Signature of an occasion

It takes moving to let you know how many books you've accumulated. Having recently moved to a new apartment. I've discovered again that I have too many books. I packed up 24 Brand X laundry detergent shipping cartons full of these volumes, and I still have six cartons sitting under the kitchen table. I'm out of room. I'm guessing, though, cautiously -- say in three weeks -- that I'll soon have decided to add a few more books to the collection. Why have a library if you can't reach for a given poem by Yeats or Louise Bogan or Joseph Brodsky at 12:38 a.m.? The whims of inspiration are notoriously undisciplined, though that's no excuse (I tell myself virtuously) for book buying binges.

I've noticed, though, that I haven't been writing my name in the books I've bought recently -- over the past year or so. That's too bad, I think. Not because writing my name in a book implies the responsibility of ownership -- if I have more books than I can write my name in, I probably have more books than I can read -- but because seeing my signature reminds me of what was going on when I bought the book.

I could pick up an unmarked copy of a given book 20 years from now and read the same words I read now; and I might remember some events surrounding my earlier reading, how I was feeling, what impression the book made on me. Or I might remember hardly anything, feeling as if the book were essentially a new discovery for me. But the act of writing my name in a book sets the scene for me. It's the "X" that marks the spot where my life began with a given book; it helps me to recall where I've been, what I've been through, and what I've accomplished.

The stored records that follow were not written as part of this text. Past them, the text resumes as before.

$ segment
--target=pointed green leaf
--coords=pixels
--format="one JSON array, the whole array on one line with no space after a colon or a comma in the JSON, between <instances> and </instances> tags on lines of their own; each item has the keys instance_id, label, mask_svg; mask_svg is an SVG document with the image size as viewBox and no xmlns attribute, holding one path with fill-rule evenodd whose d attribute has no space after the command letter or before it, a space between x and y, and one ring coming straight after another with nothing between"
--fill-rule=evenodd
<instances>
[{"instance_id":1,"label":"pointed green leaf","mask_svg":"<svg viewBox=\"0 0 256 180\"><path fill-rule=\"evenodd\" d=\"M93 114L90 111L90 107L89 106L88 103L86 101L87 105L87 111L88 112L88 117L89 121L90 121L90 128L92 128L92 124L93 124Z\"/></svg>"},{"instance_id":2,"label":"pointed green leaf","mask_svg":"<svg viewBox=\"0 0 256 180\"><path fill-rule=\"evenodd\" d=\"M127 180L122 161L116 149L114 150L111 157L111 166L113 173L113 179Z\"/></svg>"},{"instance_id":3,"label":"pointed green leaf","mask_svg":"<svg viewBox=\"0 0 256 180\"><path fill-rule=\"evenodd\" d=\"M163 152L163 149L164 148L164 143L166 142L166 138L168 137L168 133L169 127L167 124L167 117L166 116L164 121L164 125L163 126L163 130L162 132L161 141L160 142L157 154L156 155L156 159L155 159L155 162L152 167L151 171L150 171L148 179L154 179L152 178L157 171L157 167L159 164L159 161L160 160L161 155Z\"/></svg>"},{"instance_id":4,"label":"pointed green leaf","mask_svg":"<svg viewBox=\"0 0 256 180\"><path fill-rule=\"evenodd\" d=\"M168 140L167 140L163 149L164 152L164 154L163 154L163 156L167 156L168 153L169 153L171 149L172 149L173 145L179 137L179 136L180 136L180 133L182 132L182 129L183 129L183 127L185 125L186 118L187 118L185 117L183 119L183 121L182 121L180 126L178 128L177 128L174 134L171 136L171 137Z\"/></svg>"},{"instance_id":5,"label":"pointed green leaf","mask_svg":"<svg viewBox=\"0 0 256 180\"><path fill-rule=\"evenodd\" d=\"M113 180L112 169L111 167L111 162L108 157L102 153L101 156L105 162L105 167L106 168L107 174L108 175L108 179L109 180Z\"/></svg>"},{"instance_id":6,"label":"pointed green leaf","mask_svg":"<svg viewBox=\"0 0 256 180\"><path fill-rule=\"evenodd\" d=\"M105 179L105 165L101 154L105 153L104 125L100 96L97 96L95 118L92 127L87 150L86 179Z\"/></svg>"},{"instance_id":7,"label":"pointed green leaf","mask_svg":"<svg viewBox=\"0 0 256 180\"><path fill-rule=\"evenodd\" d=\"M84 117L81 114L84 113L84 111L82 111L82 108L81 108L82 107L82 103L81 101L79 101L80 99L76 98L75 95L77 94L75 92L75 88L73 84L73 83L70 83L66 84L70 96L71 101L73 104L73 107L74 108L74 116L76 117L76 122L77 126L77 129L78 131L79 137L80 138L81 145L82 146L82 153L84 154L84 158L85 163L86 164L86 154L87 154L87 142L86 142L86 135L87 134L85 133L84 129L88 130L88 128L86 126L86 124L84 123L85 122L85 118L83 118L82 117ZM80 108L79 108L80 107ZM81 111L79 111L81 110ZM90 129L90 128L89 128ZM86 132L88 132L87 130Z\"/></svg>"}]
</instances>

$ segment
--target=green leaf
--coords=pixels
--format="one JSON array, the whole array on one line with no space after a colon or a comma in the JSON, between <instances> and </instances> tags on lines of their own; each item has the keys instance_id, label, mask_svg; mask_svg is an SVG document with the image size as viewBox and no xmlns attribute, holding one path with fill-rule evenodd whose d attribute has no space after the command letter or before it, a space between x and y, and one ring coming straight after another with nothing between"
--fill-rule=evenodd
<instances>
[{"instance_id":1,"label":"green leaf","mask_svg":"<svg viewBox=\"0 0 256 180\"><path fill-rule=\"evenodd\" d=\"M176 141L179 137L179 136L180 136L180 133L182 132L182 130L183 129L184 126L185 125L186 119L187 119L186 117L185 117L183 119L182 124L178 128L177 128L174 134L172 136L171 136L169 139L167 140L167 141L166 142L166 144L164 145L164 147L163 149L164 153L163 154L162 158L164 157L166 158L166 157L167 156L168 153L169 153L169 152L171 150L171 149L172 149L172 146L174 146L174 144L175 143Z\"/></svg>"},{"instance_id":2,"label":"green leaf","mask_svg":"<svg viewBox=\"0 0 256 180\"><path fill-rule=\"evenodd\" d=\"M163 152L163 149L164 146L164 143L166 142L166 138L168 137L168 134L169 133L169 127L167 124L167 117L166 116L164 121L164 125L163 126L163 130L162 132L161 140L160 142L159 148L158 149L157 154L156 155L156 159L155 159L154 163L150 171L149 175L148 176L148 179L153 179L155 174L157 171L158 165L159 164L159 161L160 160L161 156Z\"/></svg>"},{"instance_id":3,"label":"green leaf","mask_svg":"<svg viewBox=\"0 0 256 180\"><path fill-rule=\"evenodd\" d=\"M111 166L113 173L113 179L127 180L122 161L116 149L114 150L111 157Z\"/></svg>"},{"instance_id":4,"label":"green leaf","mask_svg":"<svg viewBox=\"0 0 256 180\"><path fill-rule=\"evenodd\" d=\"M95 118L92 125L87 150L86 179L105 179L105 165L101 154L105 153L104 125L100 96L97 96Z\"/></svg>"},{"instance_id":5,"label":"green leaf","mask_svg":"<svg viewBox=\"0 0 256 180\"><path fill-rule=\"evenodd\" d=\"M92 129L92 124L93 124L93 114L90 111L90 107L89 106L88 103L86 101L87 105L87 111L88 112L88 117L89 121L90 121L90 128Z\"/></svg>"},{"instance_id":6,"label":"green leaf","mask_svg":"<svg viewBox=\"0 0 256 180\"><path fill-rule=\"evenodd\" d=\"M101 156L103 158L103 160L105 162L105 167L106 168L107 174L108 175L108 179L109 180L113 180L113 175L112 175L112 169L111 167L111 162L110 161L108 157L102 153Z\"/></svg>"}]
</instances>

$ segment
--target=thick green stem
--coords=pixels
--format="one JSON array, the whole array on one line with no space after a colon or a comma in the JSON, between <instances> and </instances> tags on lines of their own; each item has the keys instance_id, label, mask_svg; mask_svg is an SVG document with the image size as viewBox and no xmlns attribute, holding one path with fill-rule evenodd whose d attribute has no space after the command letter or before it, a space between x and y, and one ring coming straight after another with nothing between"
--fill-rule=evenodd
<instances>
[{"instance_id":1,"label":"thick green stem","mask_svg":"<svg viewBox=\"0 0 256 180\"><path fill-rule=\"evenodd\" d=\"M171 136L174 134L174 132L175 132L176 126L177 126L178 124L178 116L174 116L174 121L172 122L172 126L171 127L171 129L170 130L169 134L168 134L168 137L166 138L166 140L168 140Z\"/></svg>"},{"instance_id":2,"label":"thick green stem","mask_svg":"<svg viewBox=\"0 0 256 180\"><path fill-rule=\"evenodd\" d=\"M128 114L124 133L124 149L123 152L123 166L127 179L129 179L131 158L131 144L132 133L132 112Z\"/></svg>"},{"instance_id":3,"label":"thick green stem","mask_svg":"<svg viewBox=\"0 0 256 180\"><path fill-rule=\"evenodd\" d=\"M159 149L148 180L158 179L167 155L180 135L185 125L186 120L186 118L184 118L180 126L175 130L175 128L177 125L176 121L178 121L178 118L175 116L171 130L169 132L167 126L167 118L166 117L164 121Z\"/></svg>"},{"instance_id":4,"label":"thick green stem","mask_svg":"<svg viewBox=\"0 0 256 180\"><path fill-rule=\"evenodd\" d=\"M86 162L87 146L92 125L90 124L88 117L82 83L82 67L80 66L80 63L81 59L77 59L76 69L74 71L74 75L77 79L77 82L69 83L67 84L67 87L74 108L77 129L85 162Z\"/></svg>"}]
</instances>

For instance: I'm about to start writing an essay on Imagist poetry, so I've pulled William Pratt's wonderful little anthology "The Imagist Poem" off the shelf. There's my signature on the first page -- smaller and more controlled than I write it now, but still with a flair to the final "s", the dot of the "i" sliding into a line. How can it help me remember so much? But it does. . . .

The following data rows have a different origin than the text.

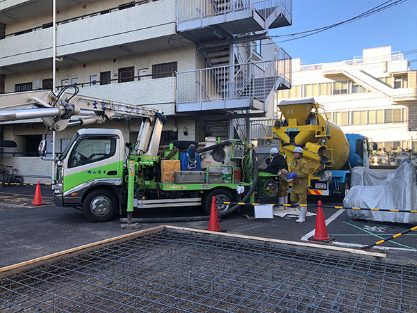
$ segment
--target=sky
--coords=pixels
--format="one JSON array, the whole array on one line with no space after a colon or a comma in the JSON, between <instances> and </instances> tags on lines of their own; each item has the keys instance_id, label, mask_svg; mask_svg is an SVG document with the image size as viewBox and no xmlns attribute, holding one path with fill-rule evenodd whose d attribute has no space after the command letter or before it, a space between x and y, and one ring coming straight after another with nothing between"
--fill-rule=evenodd
<instances>
[{"instance_id":1,"label":"sky","mask_svg":"<svg viewBox=\"0 0 417 313\"><path fill-rule=\"evenodd\" d=\"M293 25L270 30L270 35L309 31L354 17L387 2L398 0L293 0ZM292 37L274 38L293 58L304 64L352 60L362 49L391 46L417 70L417 0L399 4L370 16L344 24L304 38L282 42Z\"/></svg>"}]
</instances>

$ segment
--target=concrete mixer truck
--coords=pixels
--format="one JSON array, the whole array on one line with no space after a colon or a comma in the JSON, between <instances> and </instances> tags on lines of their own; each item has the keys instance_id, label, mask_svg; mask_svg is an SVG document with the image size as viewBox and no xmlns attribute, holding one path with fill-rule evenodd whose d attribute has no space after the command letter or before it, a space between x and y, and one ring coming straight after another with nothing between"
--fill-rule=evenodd
<instances>
[{"instance_id":1,"label":"concrete mixer truck","mask_svg":"<svg viewBox=\"0 0 417 313\"><path fill-rule=\"evenodd\" d=\"M350 187L350 170L369 166L368 138L344 134L329 122L314 98L283 100L278 106L281 118L268 125L266 138L279 139L288 164L294 148L302 147L309 166L308 194L344 197Z\"/></svg>"}]
</instances>

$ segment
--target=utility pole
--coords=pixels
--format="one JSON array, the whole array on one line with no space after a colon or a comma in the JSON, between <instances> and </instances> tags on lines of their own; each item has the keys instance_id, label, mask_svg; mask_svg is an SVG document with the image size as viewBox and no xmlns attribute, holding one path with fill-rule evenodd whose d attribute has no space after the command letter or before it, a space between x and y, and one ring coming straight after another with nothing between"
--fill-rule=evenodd
<instances>
[{"instance_id":1,"label":"utility pole","mask_svg":"<svg viewBox=\"0 0 417 313\"><path fill-rule=\"evenodd\" d=\"M52 0L52 91L56 86L56 0ZM55 159L55 131L52 131L52 159ZM52 186L55 186L55 162L52 162Z\"/></svg>"}]
</instances>

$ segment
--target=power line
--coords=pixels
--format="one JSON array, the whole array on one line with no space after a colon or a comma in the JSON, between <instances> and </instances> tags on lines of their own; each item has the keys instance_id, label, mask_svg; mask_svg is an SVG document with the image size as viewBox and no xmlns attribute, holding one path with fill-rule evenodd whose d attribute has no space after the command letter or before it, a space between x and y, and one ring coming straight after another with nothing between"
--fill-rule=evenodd
<instances>
[{"instance_id":1,"label":"power line","mask_svg":"<svg viewBox=\"0 0 417 313\"><path fill-rule=\"evenodd\" d=\"M353 22L355 22L355 21L358 20L358 19L363 19L364 17L367 17L368 16L370 16L370 15L374 15L375 13L381 12L381 11L382 11L384 10L390 8L394 6L397 6L398 4L401 4L401 3L407 1L407 0L396 0L395 2L390 3L390 2L391 2L393 0L389 0L389 1L386 1L386 2L384 2L384 3L382 3L382 4L380 4L379 6L375 6L375 7L374 7L374 8L371 8L371 9L367 10L367 11L365 11L365 12L359 14L359 15L357 15L357 16L355 16L354 17L352 17L352 18L350 18L348 19L345 19L345 20L342 21L342 22L339 22L338 23L334 23L334 24L330 24L330 25L327 25L327 26L322 26L322 27L320 27L320 28L318 28L318 29L311 29L309 31L302 31L302 32L299 32L299 33L294 33L286 34L286 35L271 35L270 37L270 38L282 38L282 37L295 36L295 35L302 35L298 36L298 37L295 38L291 38L291 39L286 39L285 40L281 40L281 41L279 41L278 42L288 42L288 41L292 41L292 40L295 40L297 39L304 38L305 37L311 36L311 35L315 35L316 33L321 33L322 31L327 31L328 29L332 29L332 28L334 28L334 27L337 27L337 26L343 25L345 24L352 23Z\"/></svg>"}]
</instances>

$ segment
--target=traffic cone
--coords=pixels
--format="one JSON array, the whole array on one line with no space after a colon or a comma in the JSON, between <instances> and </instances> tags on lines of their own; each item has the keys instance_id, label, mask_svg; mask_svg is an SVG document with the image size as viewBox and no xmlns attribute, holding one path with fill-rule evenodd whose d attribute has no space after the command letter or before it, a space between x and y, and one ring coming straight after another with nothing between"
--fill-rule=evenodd
<instances>
[{"instance_id":1,"label":"traffic cone","mask_svg":"<svg viewBox=\"0 0 417 313\"><path fill-rule=\"evenodd\" d=\"M334 238L330 238L327 234L326 222L323 214L323 207L321 201L317 203L317 216L316 217L316 230L314 236L309 238L311 241L332 242Z\"/></svg>"},{"instance_id":2,"label":"traffic cone","mask_svg":"<svg viewBox=\"0 0 417 313\"><path fill-rule=\"evenodd\" d=\"M208 228L207 230L212 232L222 232L219 226L219 216L217 214L217 207L215 205L215 197L213 195L211 198L211 208L210 209L210 220L208 221Z\"/></svg>"},{"instance_id":3,"label":"traffic cone","mask_svg":"<svg viewBox=\"0 0 417 313\"><path fill-rule=\"evenodd\" d=\"M36 190L35 191L35 197L33 198L33 202L32 205L43 205L44 203L42 202L42 197L40 195L40 185L39 181L36 184Z\"/></svg>"}]
</instances>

"I'm signing it, in February of 1975, sitting in my dormitory room after a trip to the university bookstore. I fall into its pages immediately, hoping, but not forcing myself, to be absorbed; I neglect the room light, which is dim and doing little enough against the gloomy overcast of a California winter. And I am absorbed; the promise of this volume is more, for me, even than my reading of the book suggests.

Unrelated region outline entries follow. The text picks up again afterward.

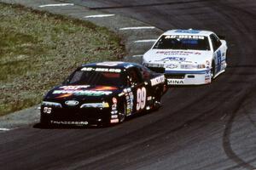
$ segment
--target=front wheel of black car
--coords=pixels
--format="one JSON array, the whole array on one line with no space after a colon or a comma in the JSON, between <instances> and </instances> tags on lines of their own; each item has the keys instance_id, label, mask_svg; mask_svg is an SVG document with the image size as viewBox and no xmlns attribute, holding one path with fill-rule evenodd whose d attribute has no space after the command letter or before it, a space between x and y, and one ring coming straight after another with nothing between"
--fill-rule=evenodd
<instances>
[{"instance_id":1,"label":"front wheel of black car","mask_svg":"<svg viewBox=\"0 0 256 170\"><path fill-rule=\"evenodd\" d=\"M42 127L49 127L49 120L45 116L41 115L40 116L40 125Z\"/></svg>"},{"instance_id":2,"label":"front wheel of black car","mask_svg":"<svg viewBox=\"0 0 256 170\"><path fill-rule=\"evenodd\" d=\"M123 122L125 120L126 117L126 105L125 104L124 104L121 108L120 110L119 110L119 122Z\"/></svg>"},{"instance_id":3,"label":"front wheel of black car","mask_svg":"<svg viewBox=\"0 0 256 170\"><path fill-rule=\"evenodd\" d=\"M161 106L161 98L162 98L162 93L161 92L157 93L157 95L155 96L153 104L154 110L157 110Z\"/></svg>"}]
</instances>

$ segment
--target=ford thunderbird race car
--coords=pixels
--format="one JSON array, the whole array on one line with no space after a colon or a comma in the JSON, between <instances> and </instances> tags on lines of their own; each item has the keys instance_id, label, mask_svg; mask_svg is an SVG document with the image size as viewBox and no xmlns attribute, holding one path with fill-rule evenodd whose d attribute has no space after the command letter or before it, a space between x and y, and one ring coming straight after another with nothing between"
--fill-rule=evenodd
<instances>
[{"instance_id":1,"label":"ford thunderbird race car","mask_svg":"<svg viewBox=\"0 0 256 170\"><path fill-rule=\"evenodd\" d=\"M166 92L163 74L134 63L102 62L79 67L44 97L43 125L106 125L158 109Z\"/></svg>"},{"instance_id":2,"label":"ford thunderbird race car","mask_svg":"<svg viewBox=\"0 0 256 170\"><path fill-rule=\"evenodd\" d=\"M168 85L210 83L225 71L227 44L212 31L170 30L146 54L143 64L165 73Z\"/></svg>"}]
</instances>

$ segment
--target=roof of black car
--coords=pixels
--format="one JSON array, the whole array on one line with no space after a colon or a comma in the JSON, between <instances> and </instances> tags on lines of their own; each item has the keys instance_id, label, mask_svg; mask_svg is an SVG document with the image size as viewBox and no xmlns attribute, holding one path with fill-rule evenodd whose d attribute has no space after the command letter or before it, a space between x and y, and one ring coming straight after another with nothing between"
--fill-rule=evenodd
<instances>
[{"instance_id":1,"label":"roof of black car","mask_svg":"<svg viewBox=\"0 0 256 170\"><path fill-rule=\"evenodd\" d=\"M105 61L99 63L90 63L82 65L82 67L107 67L107 68L118 68L118 69L128 69L139 65L137 63L122 62L122 61Z\"/></svg>"}]
</instances>

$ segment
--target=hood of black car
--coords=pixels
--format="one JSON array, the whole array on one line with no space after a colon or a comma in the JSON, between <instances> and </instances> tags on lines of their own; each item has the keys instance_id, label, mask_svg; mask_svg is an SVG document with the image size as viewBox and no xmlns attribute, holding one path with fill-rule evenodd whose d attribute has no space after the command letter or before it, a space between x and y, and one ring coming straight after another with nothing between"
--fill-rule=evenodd
<instances>
[{"instance_id":1,"label":"hood of black car","mask_svg":"<svg viewBox=\"0 0 256 170\"><path fill-rule=\"evenodd\" d=\"M45 100L102 100L121 92L110 86L59 86L50 90Z\"/></svg>"}]
</instances>

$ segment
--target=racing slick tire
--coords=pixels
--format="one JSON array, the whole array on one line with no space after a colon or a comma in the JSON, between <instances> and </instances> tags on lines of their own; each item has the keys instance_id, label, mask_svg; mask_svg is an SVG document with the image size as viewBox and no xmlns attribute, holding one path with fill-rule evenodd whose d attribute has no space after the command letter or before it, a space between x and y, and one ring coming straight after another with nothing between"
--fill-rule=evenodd
<instances>
[{"instance_id":1,"label":"racing slick tire","mask_svg":"<svg viewBox=\"0 0 256 170\"><path fill-rule=\"evenodd\" d=\"M49 120L45 116L42 116L42 115L40 116L40 127L42 128L50 127Z\"/></svg>"},{"instance_id":2,"label":"racing slick tire","mask_svg":"<svg viewBox=\"0 0 256 170\"><path fill-rule=\"evenodd\" d=\"M120 110L119 111L119 123L123 122L125 120L126 117L126 105L125 104L124 104L121 108Z\"/></svg>"},{"instance_id":3,"label":"racing slick tire","mask_svg":"<svg viewBox=\"0 0 256 170\"><path fill-rule=\"evenodd\" d=\"M161 106L161 98L162 98L162 92L159 90L157 93L157 95L155 96L154 99L154 104L153 104L153 110L157 110Z\"/></svg>"}]
</instances>

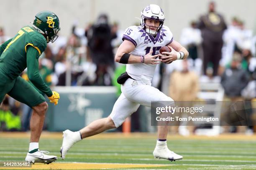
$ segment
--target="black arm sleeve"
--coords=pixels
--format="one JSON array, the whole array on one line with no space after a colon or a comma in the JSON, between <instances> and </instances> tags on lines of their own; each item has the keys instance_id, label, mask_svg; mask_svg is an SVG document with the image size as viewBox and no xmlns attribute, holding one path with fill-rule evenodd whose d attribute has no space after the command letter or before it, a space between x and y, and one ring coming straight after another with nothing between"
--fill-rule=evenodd
<instances>
[{"instance_id":1,"label":"black arm sleeve","mask_svg":"<svg viewBox=\"0 0 256 170\"><path fill-rule=\"evenodd\" d=\"M2 55L2 53L3 52L4 50L6 48L6 46L9 44L10 42L11 42L12 39L11 38L10 40L5 41L3 44L2 45L0 45L0 56Z\"/></svg>"},{"instance_id":2,"label":"black arm sleeve","mask_svg":"<svg viewBox=\"0 0 256 170\"><path fill-rule=\"evenodd\" d=\"M39 74L38 62L39 57L38 51L29 46L27 50L27 67L28 79L38 89L44 93L48 97L52 95L52 92Z\"/></svg>"}]
</instances>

"For weeks now, I've been disconsolate about my course of study -- a freshman who wants to write poetry, but can't find the time or motivation to make any progress. I'm up half the night reading for my Western Civilization class; I'm slow in my math class, which demands hours of labor; if I do snatch a few minutes for a poem, the words don't come out right.

"Yesterday I happened to run into my English professor from last quarter. I was one of a hundred students, but she remembered me. We walked over to the Political Science lounge, where she bought me a cup of coffee, and we talked about literature and writing. I told her of my frustrations; I had one of my poems with me, and she asked to see it. She was so quiet -- for ages, it seemed. She couldn't like it, I was sure . . . but she did. And suddenly I found myself invited into one of her poetry writing tutorials. She smiled so warmly -- she knew what it meant to me. She could have offered no greater encouragement, no greater reassurance.

"So I'm in my dorm room, reading part of my professor's assignment, studying the structure of certain poems, delighting in many of them. I've found a place not only for study, but also for writing, at this university -- a school that before had seemed inhospitable to a hopeful poet." . . .

In telling these recollections to myself, I've invented nothing. All these thoughts and events are there, somehow, in my way my mind reads those small letters of my name on the front page of this small anthology. Such recollections always take me by surprise, but they never fail to occur. I glance at my copy of Theodore Roethke's poems, and see in my sprawling signature the anticipation of my first official creative writing class. The name in Wendell Berry's "Openings" reminds me of how thrilled I was to return to a place I could home and how much those poems helped me to identify that place. And on and on.

So I think I'd better start writing my name again in the books I add to my -- I really should say nascent -- library. It's not for nostalgia's sake, certainly not for a superficial trip down memory lane. My name is just another form of mapping a life that, as all lives do, pretty much resists mapping. My signatures are small cairns that mark, so clearly for me, the definite intersections of ideas and events that, after all, might neve r have happened.